Most modern cars are festooned with computers and electronic control systems, so it’s safe to assume malicious hackers will, at some point, get all Anonymous on your pride and joy. Don’t believe us? Then check out this Forbes.com video of two digital carjackers hacking into a Toyota Prius.
In the clip, Charlie Miller, a security engineer at Twitter and Chris Valasek, director of security intelligence at IOActive, can be seen demonstrating, very ably, the fact that cars are electronic gadgets that can be manipulated just like other piece of consumer tech.
By connecting an Apple MacBook to the car’s ODBII diagnostics port below the dashboard, they were able to trigger a series of minor and major events that could annoy drivers at best and cause a serious accident at worst.
Minor hacks included manipulation of the car’s fuel gauge and speedometer, triggering the seatbelt pre-tensioners and sounding the horn.
Terrifyingly, the pair were even able to take control of major systems, including activating and deactivating the brakes at the push of a few buttons.

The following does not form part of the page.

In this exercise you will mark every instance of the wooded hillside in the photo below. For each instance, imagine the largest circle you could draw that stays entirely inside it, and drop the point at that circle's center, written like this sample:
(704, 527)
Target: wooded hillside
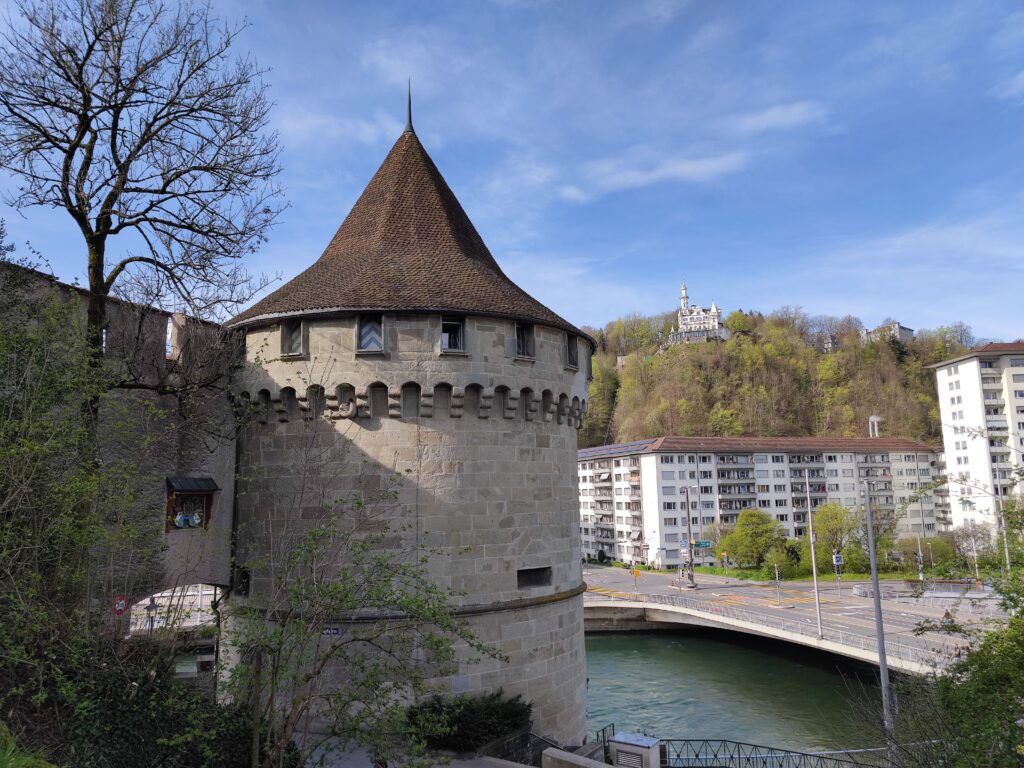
(767, 380)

In one demo they take control of the steering by activating the Prius’ automatic reverse parking feature (which enables reverse gear and automatically turns the wheel) while the car is travelling at speed.
Luckily for us, Charlie and Chris are two of the good guys. They were given an $80,000-plus (£52,200) grant from Defense Advanced Research Projects Agency (the Pentagon’s research arm) to root out security vulnerabilities in cars.
The pair will release their findings and their hacking software at the Defcon hacker conference in Las Vegas next month, in order to help other researchers find and fix the car industry’s security problems before hackers can take advantage.